Les investisseurs semblent y croire. Entre juillet et septembre 2006, Fidelity a acheté pour près de 400 millions de dollars d’actions Google. La plupart des analystes qui suivent la valeur ne la voient pas en dessous des 500 dollars. Plusieurs estiment même qu’elle peut dépasser les 600 dollars : Cantor Fitzgerald la voit à 650 dollars, Piper Jaffray à 630, Bear Steams et Crédit suisse à 600. Sur les 40 analystes cités par Bloomberg qui suivent la valeur, pas un ne recommande de la vendre.

Pour rattraper son retard sur Google, Yahoo ! porte désormais tous ses espoirs sur son nouvel outil de gestion de la publicité en ligne. Baptisé Panama, il est censé optimiser les emplacements des liens publicitaires sur les pages de requêtes.

Toutefois, les effets positifs sur les revenus publicitaires de Yahoo ! ne seront pas immédiats. " Nous devrions voir l’impact du nouveau système sur le chiffre d’affaires à partir du second trimestre ", a déclaré Terry Semel, le PDG de Yahoo ! lors de la présentation des résultats fin janvier.

Selon la banque américaine Merrill Lynch, cette nouvelle plateforme pourrait rapporter entre 100 et 300 millions de dollars de revenus supplémentaires à Yahoo ! qui devrait aussi profiter de son accord avec eBay aux Etats-Unis pour augmenter ses revenus publicitaires.
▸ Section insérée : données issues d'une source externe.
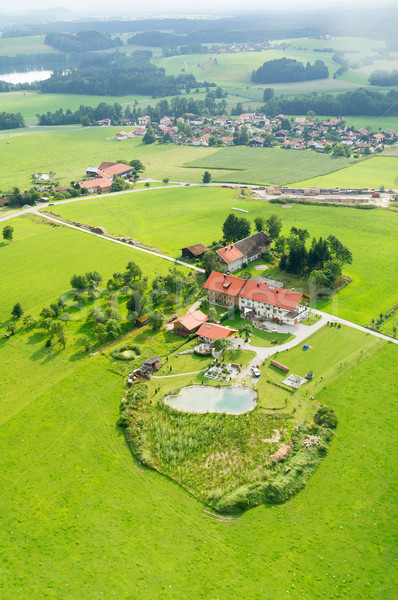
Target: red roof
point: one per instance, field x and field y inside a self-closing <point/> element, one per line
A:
<point x="224" y="284"/>
<point x="262" y="292"/>
<point x="213" y="331"/>
<point x="192" y="320"/>
<point x="229" y="254"/>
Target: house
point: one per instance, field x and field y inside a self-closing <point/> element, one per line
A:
<point x="210" y="332"/>
<point x="223" y="289"/>
<point x="262" y="301"/>
<point x="235" y="256"/>
<point x="194" y="251"/>
<point x="189" y="322"/>
<point x="256" y="300"/>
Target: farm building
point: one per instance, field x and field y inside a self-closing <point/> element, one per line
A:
<point x="194" y="251"/>
<point x="256" y="300"/>
<point x="237" y="255"/>
<point x="189" y="322"/>
<point x="209" y="332"/>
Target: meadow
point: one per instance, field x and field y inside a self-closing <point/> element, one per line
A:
<point x="373" y="172"/>
<point x="70" y="485"/>
<point x="184" y="216"/>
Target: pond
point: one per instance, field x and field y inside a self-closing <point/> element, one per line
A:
<point x="25" y="76"/>
<point x="207" y="398"/>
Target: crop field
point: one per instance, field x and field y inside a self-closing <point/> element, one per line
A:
<point x="70" y="485"/>
<point x="266" y="165"/>
<point x="42" y="259"/>
<point x="373" y="172"/>
<point x="32" y="44"/>
<point x="183" y="216"/>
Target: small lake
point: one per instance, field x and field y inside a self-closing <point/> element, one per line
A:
<point x="207" y="398"/>
<point x="25" y="76"/>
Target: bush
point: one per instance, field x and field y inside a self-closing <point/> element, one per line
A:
<point x="325" y="416"/>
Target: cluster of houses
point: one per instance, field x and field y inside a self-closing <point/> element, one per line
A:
<point x="302" y="133"/>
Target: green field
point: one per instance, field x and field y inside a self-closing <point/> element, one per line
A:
<point x="374" y="172"/>
<point x="266" y="165"/>
<point x="33" y="44"/>
<point x="185" y="216"/>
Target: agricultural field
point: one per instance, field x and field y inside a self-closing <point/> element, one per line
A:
<point x="266" y="165"/>
<point x="33" y="44"/>
<point x="181" y="217"/>
<point x="373" y="172"/>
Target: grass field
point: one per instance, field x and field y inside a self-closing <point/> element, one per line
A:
<point x="180" y="217"/>
<point x="61" y="252"/>
<point x="266" y="165"/>
<point x="374" y="172"/>
<point x="33" y="44"/>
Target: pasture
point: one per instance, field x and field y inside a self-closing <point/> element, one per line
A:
<point x="373" y="172"/>
<point x="266" y="165"/>
<point x="184" y="216"/>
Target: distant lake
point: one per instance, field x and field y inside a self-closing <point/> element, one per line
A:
<point x="26" y="77"/>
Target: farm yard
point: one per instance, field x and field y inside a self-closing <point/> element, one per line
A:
<point x="180" y="217"/>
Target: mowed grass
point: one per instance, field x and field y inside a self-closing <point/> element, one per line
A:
<point x="32" y="44"/>
<point x="374" y="172"/>
<point x="77" y="510"/>
<point x="37" y="266"/>
<point x="173" y="218"/>
<point x="267" y="165"/>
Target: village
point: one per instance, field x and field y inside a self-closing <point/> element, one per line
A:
<point x="297" y="133"/>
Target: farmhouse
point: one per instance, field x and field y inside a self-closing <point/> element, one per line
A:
<point x="224" y="289"/>
<point x="209" y="332"/>
<point x="256" y="301"/>
<point x="189" y="323"/>
<point x="194" y="251"/>
<point x="237" y="255"/>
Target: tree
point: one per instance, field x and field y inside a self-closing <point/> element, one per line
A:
<point x="156" y="319"/>
<point x="17" y="310"/>
<point x="274" y="226"/>
<point x="137" y="165"/>
<point x="268" y="94"/>
<point x="212" y="314"/>
<point x="221" y="345"/>
<point x="149" y="136"/>
<point x="119" y="184"/>
<point x="246" y="331"/>
<point x="8" y="233"/>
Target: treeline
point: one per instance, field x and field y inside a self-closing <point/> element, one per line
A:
<point x="289" y="70"/>
<point x="83" y="41"/>
<point x="11" y="120"/>
<point x="127" y="76"/>
<point x="359" y="102"/>
<point x="381" y="77"/>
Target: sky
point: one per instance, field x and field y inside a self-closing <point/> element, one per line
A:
<point x="182" y="7"/>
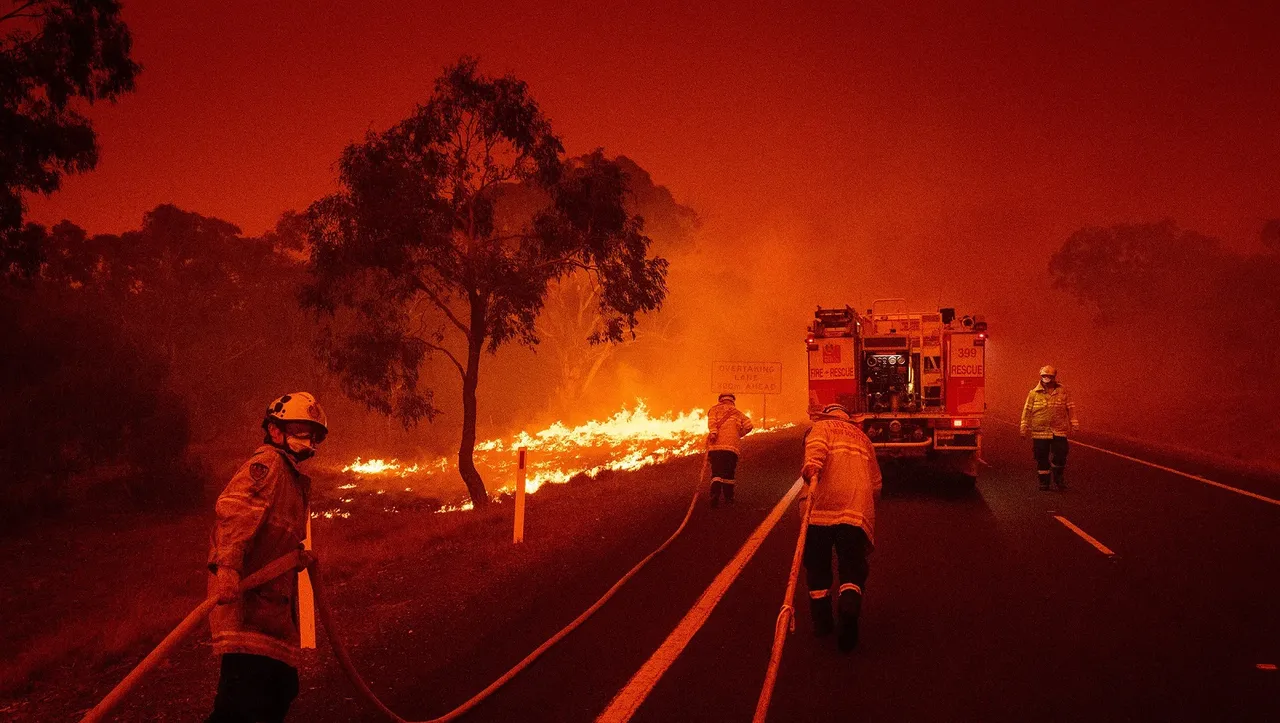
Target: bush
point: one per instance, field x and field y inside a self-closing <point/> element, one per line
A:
<point x="83" y="407"/>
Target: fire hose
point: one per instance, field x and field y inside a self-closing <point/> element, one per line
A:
<point x="292" y="562"/>
<point x="786" y="621"/>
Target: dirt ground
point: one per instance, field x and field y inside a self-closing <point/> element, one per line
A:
<point x="85" y="602"/>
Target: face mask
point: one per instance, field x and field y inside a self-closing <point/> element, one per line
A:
<point x="301" y="448"/>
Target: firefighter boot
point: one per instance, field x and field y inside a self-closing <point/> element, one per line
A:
<point x="823" y="622"/>
<point x="850" y="608"/>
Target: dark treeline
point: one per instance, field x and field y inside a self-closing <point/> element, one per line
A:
<point x="1185" y="333"/>
<point x="123" y="349"/>
<point x="129" y="358"/>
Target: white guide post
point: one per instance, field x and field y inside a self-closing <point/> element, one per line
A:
<point x="519" y="535"/>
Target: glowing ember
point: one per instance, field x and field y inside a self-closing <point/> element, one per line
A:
<point x="629" y="440"/>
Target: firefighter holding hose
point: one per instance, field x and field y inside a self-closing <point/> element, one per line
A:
<point x="726" y="425"/>
<point x="261" y="516"/>
<point x="844" y="480"/>
<point x="1048" y="415"/>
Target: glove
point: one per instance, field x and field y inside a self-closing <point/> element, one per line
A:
<point x="227" y="586"/>
<point x="305" y="559"/>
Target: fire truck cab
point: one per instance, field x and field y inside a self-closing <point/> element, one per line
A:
<point x="914" y="381"/>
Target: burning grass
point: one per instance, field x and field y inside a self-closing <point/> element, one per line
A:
<point x="629" y="440"/>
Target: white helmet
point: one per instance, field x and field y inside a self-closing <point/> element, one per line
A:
<point x="297" y="407"/>
<point x="835" y="410"/>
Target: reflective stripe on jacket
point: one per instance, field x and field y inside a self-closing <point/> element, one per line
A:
<point x="849" y="477"/>
<point x="727" y="426"/>
<point x="260" y="516"/>
<point x="1048" y="412"/>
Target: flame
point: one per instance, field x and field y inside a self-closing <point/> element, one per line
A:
<point x="629" y="440"/>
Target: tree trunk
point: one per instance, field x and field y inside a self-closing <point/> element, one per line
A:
<point x="470" y="380"/>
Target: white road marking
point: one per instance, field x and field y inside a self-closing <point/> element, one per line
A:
<point x="629" y="699"/>
<point x="1188" y="475"/>
<point x="1161" y="467"/>
<point x="1087" y="538"/>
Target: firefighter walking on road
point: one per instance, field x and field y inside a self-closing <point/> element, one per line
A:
<point x="844" y="480"/>
<point x="726" y="426"/>
<point x="1048" y="416"/>
<point x="261" y="516"/>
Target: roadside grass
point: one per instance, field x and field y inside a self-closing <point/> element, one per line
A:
<point x="83" y="603"/>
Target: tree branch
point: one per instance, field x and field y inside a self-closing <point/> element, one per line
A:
<point x="448" y="353"/>
<point x="444" y="307"/>
<point x="18" y="12"/>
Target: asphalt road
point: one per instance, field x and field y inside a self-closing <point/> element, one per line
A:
<point x="981" y="605"/>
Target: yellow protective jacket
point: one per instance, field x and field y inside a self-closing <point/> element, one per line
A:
<point x="726" y="428"/>
<point x="260" y="516"/>
<point x="1048" y="412"/>
<point x="849" y="477"/>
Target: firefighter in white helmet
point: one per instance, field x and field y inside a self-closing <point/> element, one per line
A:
<point x="261" y="516"/>
<point x="1048" y="416"/>
<point x="844" y="480"/>
<point x="726" y="426"/>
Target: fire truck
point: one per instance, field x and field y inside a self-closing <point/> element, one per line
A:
<point x="914" y="381"/>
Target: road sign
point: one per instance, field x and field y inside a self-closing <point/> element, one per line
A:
<point x="746" y="378"/>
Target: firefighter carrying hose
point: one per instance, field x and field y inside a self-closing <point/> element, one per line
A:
<point x="726" y="425"/>
<point x="260" y="516"/>
<point x="841" y="474"/>
<point x="1048" y="415"/>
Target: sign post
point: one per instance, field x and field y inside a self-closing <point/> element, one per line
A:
<point x="522" y="457"/>
<point x="749" y="378"/>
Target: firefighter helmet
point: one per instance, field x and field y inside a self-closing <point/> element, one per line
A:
<point x="298" y="407"/>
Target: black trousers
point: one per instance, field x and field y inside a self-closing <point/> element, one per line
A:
<point x="723" y="463"/>
<point x="851" y="549"/>
<point x="254" y="689"/>
<point x="1050" y="451"/>
<point x="723" y="466"/>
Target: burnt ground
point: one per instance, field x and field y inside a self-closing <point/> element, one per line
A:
<point x="981" y="604"/>
<point x="433" y="605"/>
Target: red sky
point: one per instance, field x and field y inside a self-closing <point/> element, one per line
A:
<point x="842" y="151"/>
<point x="892" y="119"/>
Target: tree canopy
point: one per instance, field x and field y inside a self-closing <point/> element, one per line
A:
<point x="55" y="56"/>
<point x="412" y="257"/>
Google, lui, mise sur de nouveaux marchés liés à la publicité, notamment sur les téléphones mobiles. Selon ses dirigeants, en 2007 " le trafic Internet sur téléphone mobile va croître de façon significative ".

Auteur : Nathalie Brafman
Source : Le Monde – Le 2 févreir 2007

CHIFFRES

AUDIENCE.
736 millions de personnes de plus de 15 ans ont consulté Internet en novembre 2006 (+ 10 % par rapport à novembre 2005) dans le monde.

SITES CONSULTÉS.
Selon le cabinet Comscore, 507,7 millions de visiteurs sont allés sur les pages de Microsoft (MSN, moteur de recherche Live Search, la maintenance de Windows…). 475,5 millions (+ 9 %) ont choisi ceux du moteur de recherche Google (hors sa filiale YouTube) – désormais 2e – qui dépasse Yahoo ! (475,2 millions de lecteurs, + 5 %). Le site de vente aux enchères eBay reste en 4e position (250,8 millions de visites, – 1 %). Puis viennent Time Warner (propriétaire d’AOL) avec 221,1 millions de visiteurs et Wikipédia, qui a doublé son audience en un an à 171,9 millions de lecteurs.